Welche Aufzeichnungssysteme über welche (zertifizierten technischen) Sicherheitseinrichtungen verfügen müssen, wurde in der Kassensicherungsverordnung (KassenSichV) festgelegt. Die technischen Sicherheitseinrichtungen sind ab dem 1.1.2020 verpflichtend von den Unternehmen einzusetzen. Sollte der Unternehmer eine Registrierkasse benutzen, die nach dem 25.11.2010 und vor dem 1.1.2020 angeschafft wurde und nicht mit einer Sicherheitseinrichtung aufrüstbar ist, darf die Kasse bis längstens 31.12.2022 genutzt werden. Voraussetzung ist und bleibt, dass es sich um eine Kasse im Sinne des BMF-Schreibens vom 26.11.2010 handeln muss.

Praxis-Tipp: Für beabsichtigte Anschaffung einer Registrierkasse den Investitionsabzugsbetrag bilden

Sollte der Unternehmer beabsichtigen, sich in den nächsten drei Jahren eine neue Kasse anzuschaffen, kann er im aktuellen Jahr in Höhe von 40 % der voraussichtlichen Anschaffungskosten einen Investitionsabzugsbetrag (IAB) gewinnmindernd bilden. Die Gewinnminderung führt zu einer geringeren Steuerbelastung, wodurch die Einsparung für die Anschaffung der Kasse zurückgelegt werden kann. Es sind die Voraussetzungen des § 7g Abs. 1 EStG zu erfüllen.

Nicht vergessen:

Sollte die Investition spätestens im dritten Jahr nach der Bildung des IAB tatsächlich nicht vorgenommen worden sein, erfolgt eine rückwirkende Gewinnerhöhung im Jahr der Bildung. Wird der IAB im Jahr der ursprünglichen Bildung mangels Anschaffung wieder aufgelöst, wird die Nachzahlung nach Ablauf von 15 Monaten nach dem Ende des Bildungsjahres mit 0,5 % pro Monat verzinst.

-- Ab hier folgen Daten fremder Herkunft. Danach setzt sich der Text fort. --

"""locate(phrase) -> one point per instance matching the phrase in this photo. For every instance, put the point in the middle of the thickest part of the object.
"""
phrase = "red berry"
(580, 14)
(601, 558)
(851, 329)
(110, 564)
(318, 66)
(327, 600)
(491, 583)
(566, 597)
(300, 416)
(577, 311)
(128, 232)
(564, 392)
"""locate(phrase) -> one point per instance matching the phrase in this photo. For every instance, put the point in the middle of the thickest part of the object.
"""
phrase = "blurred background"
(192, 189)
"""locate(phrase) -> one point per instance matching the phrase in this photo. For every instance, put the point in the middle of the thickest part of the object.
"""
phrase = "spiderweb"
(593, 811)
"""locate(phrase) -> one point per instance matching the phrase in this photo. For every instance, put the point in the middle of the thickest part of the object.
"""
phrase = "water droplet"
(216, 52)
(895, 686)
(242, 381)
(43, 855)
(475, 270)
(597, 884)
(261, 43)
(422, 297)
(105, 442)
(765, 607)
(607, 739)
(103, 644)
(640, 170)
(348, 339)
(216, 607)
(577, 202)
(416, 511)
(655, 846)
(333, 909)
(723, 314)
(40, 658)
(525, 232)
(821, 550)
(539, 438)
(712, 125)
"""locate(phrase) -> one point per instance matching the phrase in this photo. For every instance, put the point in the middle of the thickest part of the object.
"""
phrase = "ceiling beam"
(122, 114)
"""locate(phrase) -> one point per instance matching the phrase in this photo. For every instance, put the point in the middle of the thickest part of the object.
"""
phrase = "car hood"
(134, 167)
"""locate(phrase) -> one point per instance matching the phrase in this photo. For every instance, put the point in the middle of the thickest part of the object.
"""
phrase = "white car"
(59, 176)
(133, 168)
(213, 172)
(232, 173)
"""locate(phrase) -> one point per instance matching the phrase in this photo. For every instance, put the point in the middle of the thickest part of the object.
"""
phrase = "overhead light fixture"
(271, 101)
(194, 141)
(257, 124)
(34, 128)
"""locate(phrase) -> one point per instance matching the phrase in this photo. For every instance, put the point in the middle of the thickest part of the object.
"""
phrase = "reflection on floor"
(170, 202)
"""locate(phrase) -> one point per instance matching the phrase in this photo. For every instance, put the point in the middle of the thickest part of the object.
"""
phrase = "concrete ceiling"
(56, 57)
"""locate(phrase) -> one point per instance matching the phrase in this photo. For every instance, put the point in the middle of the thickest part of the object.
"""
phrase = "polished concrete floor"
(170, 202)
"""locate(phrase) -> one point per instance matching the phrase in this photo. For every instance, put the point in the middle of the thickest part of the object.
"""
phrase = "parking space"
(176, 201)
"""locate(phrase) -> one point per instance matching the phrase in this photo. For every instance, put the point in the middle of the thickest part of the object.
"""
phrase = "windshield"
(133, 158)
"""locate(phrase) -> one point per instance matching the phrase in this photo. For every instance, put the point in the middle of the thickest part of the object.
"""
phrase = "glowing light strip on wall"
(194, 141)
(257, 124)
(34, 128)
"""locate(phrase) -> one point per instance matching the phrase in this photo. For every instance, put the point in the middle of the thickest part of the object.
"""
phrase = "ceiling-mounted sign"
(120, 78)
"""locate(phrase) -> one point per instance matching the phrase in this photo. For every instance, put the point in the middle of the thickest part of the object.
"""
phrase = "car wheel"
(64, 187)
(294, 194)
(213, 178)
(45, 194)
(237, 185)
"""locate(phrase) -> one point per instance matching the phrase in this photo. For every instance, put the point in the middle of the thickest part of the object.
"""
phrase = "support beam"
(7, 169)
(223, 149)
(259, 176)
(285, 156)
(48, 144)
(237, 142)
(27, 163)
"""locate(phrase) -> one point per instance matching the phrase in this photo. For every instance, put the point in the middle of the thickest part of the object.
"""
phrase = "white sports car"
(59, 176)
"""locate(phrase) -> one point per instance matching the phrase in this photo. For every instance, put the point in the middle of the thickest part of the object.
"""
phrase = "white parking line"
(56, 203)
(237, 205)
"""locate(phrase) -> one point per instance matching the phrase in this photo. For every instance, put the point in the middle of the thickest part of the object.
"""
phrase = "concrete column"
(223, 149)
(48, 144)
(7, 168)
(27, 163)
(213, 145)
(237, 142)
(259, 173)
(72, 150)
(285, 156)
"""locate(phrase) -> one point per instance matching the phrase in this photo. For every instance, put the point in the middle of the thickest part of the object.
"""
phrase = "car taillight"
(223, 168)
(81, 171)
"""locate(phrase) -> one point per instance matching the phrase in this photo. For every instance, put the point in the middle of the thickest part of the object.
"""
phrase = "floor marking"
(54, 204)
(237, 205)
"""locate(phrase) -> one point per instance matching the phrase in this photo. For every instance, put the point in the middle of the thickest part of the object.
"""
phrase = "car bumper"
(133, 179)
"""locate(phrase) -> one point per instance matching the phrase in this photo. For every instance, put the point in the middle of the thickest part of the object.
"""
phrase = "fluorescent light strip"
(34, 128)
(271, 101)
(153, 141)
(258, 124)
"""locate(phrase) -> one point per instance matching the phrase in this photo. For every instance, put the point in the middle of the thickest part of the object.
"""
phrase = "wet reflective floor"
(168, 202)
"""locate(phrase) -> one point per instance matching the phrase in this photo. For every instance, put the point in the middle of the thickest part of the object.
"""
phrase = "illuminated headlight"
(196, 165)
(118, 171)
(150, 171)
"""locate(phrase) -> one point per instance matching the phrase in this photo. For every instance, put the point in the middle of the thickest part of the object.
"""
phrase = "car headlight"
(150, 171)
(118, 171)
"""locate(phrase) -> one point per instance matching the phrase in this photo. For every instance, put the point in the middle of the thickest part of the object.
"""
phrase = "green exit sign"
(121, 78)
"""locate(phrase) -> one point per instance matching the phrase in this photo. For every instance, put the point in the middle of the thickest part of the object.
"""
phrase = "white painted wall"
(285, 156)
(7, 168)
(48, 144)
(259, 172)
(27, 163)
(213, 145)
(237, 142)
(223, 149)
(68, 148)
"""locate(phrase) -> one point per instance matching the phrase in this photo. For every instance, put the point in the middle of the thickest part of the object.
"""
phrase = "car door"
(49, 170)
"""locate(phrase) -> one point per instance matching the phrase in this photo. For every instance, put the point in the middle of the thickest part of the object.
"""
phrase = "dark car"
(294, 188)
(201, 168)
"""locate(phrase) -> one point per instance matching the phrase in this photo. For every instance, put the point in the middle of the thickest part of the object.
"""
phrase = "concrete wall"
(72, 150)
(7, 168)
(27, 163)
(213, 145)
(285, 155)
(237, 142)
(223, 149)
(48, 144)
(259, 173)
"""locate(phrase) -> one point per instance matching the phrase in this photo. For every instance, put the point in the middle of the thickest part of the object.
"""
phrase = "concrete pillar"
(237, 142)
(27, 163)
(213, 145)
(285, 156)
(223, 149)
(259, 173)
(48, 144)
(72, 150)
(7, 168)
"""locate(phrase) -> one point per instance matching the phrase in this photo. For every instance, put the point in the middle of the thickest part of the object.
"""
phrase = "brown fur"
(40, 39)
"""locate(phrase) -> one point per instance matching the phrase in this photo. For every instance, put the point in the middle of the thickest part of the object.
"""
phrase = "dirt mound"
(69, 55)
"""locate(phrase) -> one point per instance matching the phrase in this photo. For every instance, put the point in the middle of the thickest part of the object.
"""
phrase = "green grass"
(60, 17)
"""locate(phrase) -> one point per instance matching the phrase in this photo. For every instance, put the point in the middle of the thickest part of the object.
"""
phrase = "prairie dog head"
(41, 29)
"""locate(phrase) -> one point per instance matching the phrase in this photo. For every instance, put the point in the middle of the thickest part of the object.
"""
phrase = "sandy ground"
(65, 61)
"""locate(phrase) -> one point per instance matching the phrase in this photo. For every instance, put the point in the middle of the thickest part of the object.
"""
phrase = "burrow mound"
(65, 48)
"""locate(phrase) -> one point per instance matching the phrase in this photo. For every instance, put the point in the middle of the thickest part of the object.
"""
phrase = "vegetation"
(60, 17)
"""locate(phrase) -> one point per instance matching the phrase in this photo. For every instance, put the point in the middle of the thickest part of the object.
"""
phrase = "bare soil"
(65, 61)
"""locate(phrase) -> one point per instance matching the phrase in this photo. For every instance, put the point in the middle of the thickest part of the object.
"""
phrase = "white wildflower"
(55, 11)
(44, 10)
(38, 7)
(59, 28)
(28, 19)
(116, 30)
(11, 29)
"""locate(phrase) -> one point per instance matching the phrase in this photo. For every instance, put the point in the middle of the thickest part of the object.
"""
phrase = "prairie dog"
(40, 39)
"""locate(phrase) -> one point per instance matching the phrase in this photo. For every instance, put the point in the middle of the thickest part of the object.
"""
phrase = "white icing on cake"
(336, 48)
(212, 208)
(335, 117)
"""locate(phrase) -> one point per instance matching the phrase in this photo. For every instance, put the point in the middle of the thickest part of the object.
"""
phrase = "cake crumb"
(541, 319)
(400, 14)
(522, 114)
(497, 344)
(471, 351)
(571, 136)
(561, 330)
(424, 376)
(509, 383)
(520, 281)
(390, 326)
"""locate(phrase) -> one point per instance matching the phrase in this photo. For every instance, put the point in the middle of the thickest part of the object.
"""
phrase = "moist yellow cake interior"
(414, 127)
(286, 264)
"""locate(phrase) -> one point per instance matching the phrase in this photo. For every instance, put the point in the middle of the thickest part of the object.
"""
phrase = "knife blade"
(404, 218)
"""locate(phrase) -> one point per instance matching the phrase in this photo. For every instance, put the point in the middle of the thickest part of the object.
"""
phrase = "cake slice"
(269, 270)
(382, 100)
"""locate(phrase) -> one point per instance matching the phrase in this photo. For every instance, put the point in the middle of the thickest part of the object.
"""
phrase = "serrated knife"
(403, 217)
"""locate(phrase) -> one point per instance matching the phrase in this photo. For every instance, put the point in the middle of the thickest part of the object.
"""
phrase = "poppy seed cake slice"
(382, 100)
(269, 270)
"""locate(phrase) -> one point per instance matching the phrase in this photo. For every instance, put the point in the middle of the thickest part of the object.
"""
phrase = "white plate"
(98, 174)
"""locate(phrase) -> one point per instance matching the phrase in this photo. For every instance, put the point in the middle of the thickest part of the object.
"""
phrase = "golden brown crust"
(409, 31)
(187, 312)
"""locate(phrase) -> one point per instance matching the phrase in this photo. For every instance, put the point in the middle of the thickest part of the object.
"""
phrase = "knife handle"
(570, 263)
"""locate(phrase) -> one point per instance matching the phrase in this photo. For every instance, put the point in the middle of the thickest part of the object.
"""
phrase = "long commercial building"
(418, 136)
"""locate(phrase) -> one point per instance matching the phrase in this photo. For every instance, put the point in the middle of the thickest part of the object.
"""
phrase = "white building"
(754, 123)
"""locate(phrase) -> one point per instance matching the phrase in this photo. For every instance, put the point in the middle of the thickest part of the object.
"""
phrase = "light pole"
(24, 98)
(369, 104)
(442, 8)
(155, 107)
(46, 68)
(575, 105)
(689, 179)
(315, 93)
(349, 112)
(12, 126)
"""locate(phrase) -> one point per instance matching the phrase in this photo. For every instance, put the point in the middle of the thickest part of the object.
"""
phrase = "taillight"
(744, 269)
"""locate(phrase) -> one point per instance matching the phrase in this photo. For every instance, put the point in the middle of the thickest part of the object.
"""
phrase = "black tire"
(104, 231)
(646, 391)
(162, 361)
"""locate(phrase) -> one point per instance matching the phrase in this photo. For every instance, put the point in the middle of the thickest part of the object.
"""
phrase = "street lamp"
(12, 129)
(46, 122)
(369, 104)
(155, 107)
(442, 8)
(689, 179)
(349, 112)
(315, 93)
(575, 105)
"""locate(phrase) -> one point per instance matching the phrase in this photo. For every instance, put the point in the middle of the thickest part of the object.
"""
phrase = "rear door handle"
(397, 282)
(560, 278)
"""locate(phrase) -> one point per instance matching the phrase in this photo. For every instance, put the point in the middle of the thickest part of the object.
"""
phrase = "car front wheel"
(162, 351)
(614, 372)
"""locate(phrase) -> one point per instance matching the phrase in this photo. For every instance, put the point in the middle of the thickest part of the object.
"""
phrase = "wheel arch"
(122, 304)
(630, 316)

Kassennachschau und Mängel an der Kassenführung

Seit dem 1.1.2018 wurde der Finanzverwaltung mit der Kassen-Nachschau nach § 146b AO ein neues Kontrollinstrument an die Hand gegeben. Im Rahmen der Kassen-Nachschau wird die Ordnungsmäßigkeit der Kassenaufzeichnungen überprüft.

Wird seitens der Finanzverwaltung festgestellt, dass die Kassenführung nicht ordnungsgemäß ist, kann das dazu führen, dass die gesamte Buchhaltung als nicht ordnungsgemäß verworfen wird.